Subjective databases: Enabling Search by Experience (Slides)
by Wang-Chiew Tan
Abstract: Today's online shopping systems enable consumers to sift through a vast amount of information by manipulating combinations of predefined filters. These filters, such as travel dates, price range, and location, are objective attributes that lead to an indisputable set of answers. However, we show that users' search criteria are often subjective and experientially expressed. Hence, to provide consumers with an enhanced search experience, online shopping systems should directly support both subjective and objective search.
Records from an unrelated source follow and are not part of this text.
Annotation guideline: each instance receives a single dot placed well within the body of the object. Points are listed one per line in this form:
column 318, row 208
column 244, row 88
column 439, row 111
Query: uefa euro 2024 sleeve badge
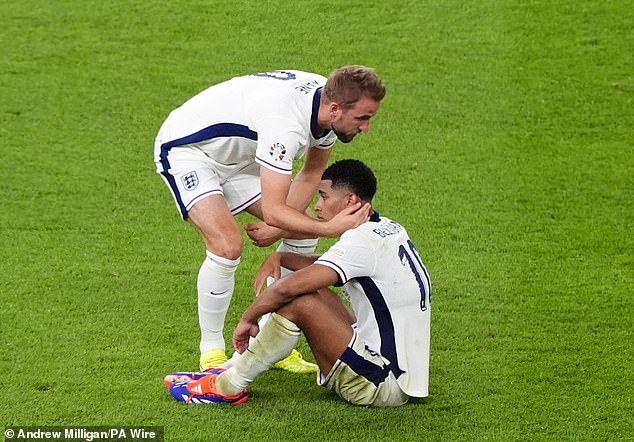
column 190, row 180
column 277, row 151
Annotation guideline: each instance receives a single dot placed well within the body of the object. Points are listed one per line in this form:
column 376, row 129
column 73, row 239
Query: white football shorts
column 361, row 377
column 191, row 176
I will describe how this is done in an experiential search engine that we are currently developing at Megagon Labs; by harnessing information "outside the box", in the text of online reviews or social media, views, and interpreting subjective queries.
Wang-Chiew Tan leads the research efforts at Megagon Labs. Prior to joining Megagon Labs, she was a professor of Computer Science at the University of California, Santa Cruz and she also spent two years at IBM Almaden Research Center. Her research interests include data provenance, data integration, and very recently, natural language processing. She is the recipient of an NSF CAREER award, a Google Faculty Award, and an IBM Faculty Award. She is a co-recipient of the 2014 ACM PODS Alberto O. Mendelzon Test-of-Time Award and a co-recipient of the 2018 ICDT Test-of-Time Award. She was the program committee chair of ICDT 2013 and PODS 2016. She is currently on the VLDB Board of Trustees and a Fellow of the ACM.